MONDAY, Feb. 28 (HealthDay News) -- An estimated 32 million Americans suffer from chronic rhinosinusitis, in which inflammation of the lining of the nose and sinuses leads to congestion, pain and loss of smell. In the most severe cases, patients develop nasal polyps that can make the symptoms even worse.
The standard therapy is to begin with a steroid nasal spray and then move on to a more powerful steroid pill if topical steroids don't work. That's because although oral steroids are more effective at reducing inflammation, they can also carry serious side effects, such as an increased risk for osteoporosis, insomnia or worsening of asthma.
But a new study by researchers in Scotland suggests that starting with a short course of oral steroids can safely improve symptoms and may help avoid the need for surgery.
"The principal problem with nasal polyps is that the plumbing of the sinuses is jammed, so merely taking nasal steroid sprays if you have medium to large polyps will not unblock this," said lead author Dr. Sriram Vaidyanathan, a sinus and allergy specialist at Ninewells Hospital and the University of Dundee. "An initial short course of oral steroids under the supervision of your doctor may help the nasal sprays to penetrate into the sinus openings."

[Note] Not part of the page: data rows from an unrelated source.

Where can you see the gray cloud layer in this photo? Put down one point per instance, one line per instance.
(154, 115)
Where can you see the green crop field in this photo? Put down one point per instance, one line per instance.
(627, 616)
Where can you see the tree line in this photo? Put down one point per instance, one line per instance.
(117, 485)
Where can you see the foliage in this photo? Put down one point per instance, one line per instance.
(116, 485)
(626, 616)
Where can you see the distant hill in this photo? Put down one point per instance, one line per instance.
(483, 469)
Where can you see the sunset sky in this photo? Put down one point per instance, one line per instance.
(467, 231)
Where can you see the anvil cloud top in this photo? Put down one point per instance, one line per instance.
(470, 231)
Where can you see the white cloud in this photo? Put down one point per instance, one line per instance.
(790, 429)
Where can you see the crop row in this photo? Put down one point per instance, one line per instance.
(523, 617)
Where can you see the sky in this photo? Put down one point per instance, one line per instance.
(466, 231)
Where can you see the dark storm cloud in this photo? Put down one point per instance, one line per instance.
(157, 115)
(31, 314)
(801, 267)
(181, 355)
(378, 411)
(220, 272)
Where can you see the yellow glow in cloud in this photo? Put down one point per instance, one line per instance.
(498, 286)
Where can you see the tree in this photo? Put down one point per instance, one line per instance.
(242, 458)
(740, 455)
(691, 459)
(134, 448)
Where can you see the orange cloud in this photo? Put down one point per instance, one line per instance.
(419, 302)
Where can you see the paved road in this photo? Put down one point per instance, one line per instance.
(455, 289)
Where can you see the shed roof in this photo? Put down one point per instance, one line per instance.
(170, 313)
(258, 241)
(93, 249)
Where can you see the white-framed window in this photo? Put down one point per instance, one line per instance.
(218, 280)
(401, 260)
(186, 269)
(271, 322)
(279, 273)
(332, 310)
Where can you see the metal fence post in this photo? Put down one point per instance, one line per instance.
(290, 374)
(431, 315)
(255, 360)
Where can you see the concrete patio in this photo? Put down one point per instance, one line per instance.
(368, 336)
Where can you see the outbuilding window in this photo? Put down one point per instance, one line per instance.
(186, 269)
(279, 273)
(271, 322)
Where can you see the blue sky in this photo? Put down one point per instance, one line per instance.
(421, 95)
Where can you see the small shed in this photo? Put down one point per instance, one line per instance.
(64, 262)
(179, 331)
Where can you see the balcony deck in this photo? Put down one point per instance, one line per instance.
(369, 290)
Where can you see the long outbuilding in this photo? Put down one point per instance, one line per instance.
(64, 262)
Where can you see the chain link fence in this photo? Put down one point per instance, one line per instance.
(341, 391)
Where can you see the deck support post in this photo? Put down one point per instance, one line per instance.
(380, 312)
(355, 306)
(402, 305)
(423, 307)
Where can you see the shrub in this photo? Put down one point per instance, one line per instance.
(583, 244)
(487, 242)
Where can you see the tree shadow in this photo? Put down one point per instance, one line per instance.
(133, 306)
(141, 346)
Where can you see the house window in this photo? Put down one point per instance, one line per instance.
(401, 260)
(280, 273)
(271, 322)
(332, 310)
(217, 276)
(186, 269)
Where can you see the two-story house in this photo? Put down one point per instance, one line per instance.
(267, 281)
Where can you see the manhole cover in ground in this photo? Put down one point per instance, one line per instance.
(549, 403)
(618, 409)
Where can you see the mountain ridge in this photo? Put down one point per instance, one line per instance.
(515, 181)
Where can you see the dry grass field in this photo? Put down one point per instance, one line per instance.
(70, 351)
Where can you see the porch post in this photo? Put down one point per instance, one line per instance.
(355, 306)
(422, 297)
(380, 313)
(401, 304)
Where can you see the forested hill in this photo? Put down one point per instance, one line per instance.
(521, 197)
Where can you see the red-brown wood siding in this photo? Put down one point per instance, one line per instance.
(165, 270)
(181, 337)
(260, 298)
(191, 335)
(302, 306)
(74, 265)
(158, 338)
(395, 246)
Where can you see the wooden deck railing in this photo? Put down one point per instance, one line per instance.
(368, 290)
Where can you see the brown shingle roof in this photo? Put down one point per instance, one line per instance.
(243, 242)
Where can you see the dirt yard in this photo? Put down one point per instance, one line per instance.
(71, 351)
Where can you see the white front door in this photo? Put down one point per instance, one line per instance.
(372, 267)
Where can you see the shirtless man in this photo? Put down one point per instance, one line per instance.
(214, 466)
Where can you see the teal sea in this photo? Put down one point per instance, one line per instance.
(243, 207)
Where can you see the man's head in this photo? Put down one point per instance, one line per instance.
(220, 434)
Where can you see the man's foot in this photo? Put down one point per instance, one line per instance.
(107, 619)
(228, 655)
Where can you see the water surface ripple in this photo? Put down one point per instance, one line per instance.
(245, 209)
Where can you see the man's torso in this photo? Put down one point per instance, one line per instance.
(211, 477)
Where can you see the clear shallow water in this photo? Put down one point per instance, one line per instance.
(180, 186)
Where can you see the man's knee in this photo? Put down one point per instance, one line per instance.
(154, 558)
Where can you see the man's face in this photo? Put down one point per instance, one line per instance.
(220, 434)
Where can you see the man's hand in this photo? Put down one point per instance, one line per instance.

"To give an analogy, the initial 'mowing of the lawn' is needed before the 'weedkillers' are sprayed," Vaidyanathan added.
For the study, published March 1 in the Annals of Internal Medicine, Vaidyanathan and his colleagues followed 60 patients who had chronic rhinosinusitis with nasal polyps. For the first two weeks of treatment, half took an oral steroid pill once a day, while the other half took a placebo. After that, both groups received the same treatment: eight weeks of steroid nose drops, taken twice a day, followed by 26 weeks of a twice-daily steroid nasal spray.